Market Dino zwolnił pracowniczkę za truskawki. Fot. marketdino.pl

Dino - zwolnienie pracowniczki za paczkę truskawek

Jedenaście lat ciężkiej pracy poszło w las za paczkę truskawek. Nie ukradzioną, ani nawet zniszczoną – ale nie wyrzuconą do śmieci. Wszystko dlatego, że pracownica sklepu spożywczego Dino w Krzemieniewie nie mogła już patrzeć, jak każdego dnia sklep wyrzuca do kontenerów tony jedzenia.

Sytuację opisuje na Facebooku Sylwia Wawrzyniak, córka pokrzywdzonej. Jak wskazuje, tak zwane jedzenie "niesprzedawalne" – potłuczone owoce czy przywiędnięte warzywa – odpisuje się i wyrzuca. Pracowniczce sklepu zrobiło się żal truskawek, które miały iść na śmieci, mimo że wciąż wyglądały zjadliwie. W pokoju socjalnym postawiła więc miseczkę z umytymi owocami. Sama zjadła podobno dwie, poczęstowały się koleżanki. Traf chciał, że w lokalu zjawił się wtedy kontroler.


Zaczęła się awantura i szukanie winnych. Jak opisuje córka pracownicy Dino, niczym w więzieniu przeszukano szafki wszystkich pracowników oraz prywatne torby, plecaki, torebki – lecz na truskawki idące na śmieci nie było paragonu. Czyli złamane zostały procedury sklepu.

Pracowniczka poszła wtedy na kilka dni urlopu, lecz gdy wróciła do pracy, natychmiast została wezwana do biura i zwolniona "za porozumieniem stron". Miała się zapytać, czy rzeczone truskawki mogłyby zjeść krążące po śmietnikach szczury. Usłyszała, że tak.

"Czyli Dino traktuje swoich pracowników gorzej niż szczury" – powiedzieć miała przełożonym zwolniona pracowniczka. Oprócz niej prace stracić miała przez truskawki jeszcze jedna kobieta, do reszty załogi rozesłano maile przypominające o zakazie jedzenia odpisanego towaru.

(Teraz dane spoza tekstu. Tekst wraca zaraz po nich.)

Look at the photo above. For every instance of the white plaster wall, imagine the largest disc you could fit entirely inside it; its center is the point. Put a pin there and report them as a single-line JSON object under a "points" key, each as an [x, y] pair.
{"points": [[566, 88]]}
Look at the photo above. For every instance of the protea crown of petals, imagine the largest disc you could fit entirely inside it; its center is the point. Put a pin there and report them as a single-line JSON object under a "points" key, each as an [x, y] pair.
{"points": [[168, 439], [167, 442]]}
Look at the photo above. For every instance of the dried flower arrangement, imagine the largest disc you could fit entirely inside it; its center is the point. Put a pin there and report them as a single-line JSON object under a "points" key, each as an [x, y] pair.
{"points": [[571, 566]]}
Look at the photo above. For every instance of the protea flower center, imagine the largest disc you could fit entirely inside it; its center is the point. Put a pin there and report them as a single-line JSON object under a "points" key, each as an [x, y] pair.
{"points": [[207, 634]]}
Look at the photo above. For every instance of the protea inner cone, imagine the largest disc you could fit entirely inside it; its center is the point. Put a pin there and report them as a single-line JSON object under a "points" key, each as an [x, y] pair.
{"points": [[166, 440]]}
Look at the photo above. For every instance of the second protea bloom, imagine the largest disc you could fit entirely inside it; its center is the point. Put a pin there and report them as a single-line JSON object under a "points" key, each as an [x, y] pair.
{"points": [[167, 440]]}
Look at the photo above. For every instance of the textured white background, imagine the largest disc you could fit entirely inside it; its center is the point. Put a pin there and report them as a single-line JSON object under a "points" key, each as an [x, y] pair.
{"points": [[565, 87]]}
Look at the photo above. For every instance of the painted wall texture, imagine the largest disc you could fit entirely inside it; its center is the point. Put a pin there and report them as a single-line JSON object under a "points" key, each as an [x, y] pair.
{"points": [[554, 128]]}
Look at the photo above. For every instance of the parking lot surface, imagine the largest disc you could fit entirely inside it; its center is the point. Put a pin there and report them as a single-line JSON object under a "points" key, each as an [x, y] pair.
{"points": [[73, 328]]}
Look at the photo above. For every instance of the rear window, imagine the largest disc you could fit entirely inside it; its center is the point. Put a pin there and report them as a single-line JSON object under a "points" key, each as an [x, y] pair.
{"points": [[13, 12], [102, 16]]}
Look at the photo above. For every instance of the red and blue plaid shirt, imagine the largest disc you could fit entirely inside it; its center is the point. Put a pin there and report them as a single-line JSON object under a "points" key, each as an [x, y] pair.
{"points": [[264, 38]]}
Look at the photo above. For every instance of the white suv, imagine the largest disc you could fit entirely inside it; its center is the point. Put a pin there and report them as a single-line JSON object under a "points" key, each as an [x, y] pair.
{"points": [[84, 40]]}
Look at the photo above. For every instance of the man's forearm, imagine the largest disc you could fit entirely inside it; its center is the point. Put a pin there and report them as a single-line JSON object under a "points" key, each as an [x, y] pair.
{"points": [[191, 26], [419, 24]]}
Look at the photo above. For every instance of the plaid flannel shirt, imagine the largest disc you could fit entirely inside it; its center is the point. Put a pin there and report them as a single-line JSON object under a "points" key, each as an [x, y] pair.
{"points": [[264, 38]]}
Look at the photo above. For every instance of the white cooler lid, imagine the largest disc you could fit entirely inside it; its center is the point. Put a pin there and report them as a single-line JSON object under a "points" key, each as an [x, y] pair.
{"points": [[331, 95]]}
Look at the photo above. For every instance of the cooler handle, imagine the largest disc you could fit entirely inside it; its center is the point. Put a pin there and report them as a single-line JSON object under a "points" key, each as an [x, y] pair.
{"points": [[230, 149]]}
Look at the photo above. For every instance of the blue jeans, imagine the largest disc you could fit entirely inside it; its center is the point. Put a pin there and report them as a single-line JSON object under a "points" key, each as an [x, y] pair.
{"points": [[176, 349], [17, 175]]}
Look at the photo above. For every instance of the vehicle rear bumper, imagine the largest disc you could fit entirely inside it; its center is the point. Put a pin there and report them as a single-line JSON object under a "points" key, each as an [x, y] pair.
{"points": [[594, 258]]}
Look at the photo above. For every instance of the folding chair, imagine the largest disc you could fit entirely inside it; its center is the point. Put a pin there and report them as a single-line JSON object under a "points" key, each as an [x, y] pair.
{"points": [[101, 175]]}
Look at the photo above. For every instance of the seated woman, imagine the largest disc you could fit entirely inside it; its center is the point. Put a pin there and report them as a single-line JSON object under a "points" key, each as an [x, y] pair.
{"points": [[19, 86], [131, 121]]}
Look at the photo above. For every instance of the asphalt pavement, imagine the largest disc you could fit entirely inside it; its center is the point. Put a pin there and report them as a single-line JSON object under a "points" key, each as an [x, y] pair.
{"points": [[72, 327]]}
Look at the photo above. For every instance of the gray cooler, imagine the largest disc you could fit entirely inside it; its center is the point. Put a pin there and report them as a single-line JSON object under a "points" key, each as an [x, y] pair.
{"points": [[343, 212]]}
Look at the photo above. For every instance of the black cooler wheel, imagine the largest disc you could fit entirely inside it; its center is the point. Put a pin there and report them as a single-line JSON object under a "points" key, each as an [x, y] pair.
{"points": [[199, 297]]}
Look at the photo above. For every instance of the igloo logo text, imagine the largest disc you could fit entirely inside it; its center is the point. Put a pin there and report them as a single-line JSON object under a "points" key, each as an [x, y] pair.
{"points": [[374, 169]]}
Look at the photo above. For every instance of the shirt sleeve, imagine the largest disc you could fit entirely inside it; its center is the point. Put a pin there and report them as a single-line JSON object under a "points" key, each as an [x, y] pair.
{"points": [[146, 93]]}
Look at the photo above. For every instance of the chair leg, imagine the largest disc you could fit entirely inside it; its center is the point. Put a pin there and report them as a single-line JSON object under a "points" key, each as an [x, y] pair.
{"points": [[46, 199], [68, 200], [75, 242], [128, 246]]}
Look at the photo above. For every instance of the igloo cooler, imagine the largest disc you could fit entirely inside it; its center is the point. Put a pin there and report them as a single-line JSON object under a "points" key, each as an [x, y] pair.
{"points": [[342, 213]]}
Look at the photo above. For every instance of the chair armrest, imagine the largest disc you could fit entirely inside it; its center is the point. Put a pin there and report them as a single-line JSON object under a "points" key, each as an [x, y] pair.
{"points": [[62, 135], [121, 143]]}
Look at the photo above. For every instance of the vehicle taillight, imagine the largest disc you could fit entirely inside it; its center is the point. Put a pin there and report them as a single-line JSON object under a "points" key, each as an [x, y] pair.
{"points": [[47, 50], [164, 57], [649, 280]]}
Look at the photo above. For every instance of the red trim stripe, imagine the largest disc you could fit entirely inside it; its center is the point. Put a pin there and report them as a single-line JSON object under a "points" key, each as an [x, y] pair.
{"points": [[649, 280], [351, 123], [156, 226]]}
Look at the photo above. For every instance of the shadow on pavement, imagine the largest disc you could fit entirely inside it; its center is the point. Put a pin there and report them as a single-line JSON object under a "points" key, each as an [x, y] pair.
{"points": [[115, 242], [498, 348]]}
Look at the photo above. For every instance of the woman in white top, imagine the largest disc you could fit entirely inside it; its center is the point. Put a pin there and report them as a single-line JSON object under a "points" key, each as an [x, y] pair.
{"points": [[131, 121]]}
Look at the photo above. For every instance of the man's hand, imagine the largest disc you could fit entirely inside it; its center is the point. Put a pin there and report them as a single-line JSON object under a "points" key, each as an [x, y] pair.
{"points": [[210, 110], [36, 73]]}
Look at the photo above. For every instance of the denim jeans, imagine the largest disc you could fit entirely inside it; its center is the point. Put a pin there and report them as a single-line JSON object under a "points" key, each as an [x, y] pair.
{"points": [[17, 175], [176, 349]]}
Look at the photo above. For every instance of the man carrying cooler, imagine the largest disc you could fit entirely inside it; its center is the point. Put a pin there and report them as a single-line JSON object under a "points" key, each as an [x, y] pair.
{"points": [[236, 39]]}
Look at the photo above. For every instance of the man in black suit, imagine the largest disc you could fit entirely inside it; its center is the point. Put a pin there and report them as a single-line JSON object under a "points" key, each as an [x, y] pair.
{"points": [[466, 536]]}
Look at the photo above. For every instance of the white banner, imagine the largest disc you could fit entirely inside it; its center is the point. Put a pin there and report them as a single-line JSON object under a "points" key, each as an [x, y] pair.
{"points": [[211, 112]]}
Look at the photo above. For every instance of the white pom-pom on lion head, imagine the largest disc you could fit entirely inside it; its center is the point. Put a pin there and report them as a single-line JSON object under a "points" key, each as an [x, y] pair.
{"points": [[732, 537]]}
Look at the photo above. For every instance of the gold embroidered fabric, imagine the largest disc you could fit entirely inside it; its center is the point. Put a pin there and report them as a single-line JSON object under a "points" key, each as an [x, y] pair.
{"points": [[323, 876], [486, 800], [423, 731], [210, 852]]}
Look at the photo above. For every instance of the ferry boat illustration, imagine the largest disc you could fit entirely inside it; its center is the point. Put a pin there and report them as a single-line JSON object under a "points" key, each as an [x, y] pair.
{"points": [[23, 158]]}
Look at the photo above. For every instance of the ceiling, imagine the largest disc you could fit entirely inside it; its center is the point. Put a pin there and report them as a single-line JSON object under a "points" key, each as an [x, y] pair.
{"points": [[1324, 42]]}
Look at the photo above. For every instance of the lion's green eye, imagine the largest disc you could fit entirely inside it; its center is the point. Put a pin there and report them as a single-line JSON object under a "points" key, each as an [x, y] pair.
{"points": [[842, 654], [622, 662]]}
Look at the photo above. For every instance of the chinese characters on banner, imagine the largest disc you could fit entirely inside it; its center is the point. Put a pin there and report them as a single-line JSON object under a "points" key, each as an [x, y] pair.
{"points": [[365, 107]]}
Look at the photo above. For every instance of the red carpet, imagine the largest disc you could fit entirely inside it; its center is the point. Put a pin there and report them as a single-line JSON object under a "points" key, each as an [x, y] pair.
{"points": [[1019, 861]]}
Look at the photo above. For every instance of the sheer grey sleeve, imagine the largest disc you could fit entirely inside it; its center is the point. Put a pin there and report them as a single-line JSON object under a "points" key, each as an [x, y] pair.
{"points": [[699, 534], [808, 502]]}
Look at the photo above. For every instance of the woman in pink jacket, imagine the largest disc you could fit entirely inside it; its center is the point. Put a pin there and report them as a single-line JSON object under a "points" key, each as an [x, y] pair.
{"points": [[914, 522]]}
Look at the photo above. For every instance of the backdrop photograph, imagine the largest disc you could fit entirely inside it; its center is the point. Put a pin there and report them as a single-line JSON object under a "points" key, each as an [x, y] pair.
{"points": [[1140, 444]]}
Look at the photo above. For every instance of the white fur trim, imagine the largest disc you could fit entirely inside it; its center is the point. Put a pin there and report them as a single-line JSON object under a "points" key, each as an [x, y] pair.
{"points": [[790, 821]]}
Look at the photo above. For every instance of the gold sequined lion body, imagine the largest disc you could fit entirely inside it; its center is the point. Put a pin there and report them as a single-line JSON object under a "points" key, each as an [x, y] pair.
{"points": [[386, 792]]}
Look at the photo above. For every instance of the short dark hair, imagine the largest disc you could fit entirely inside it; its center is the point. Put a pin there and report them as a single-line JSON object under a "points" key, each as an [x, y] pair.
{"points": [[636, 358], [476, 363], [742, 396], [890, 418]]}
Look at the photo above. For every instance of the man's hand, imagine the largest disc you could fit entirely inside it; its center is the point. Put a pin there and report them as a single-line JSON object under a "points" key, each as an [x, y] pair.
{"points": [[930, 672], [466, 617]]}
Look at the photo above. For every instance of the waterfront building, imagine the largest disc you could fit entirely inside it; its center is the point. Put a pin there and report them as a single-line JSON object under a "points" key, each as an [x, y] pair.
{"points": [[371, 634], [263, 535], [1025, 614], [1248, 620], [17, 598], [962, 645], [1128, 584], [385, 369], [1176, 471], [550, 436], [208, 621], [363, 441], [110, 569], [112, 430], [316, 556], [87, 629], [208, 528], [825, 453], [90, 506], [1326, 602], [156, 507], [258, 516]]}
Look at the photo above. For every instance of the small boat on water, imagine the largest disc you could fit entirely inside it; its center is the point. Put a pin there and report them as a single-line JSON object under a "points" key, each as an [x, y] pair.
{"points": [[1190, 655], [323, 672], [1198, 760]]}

Warto wspomnieć, że matka Sylwii Wawrzyniak pozostaje pod opieką Wielkopolskiego Centrum Onkologii, od czasu wykrycia u niej raka piersi. Autorka wpisu uspokaja, że mama jakoś przetrwa na emeryturze i z pomocą bliskich.

Córka zdradza też, jak mało ufności ma sieć Dino do własnych pracowników.

"Na drzwiach szafek pracownice mają przyklejone paragony z kilku lat. Żeby był dowód, że kubek, w którym piją herbatę nie jest kradziony. Że herbata, którą piją na przerwie nie jest przypadkiem kradziona. Jakże słuszny brak zaufania wobec wieloletnich pracowników firmy należącej do Bardzo Bardzo Bogatego Człowieka!" – denerwuje się.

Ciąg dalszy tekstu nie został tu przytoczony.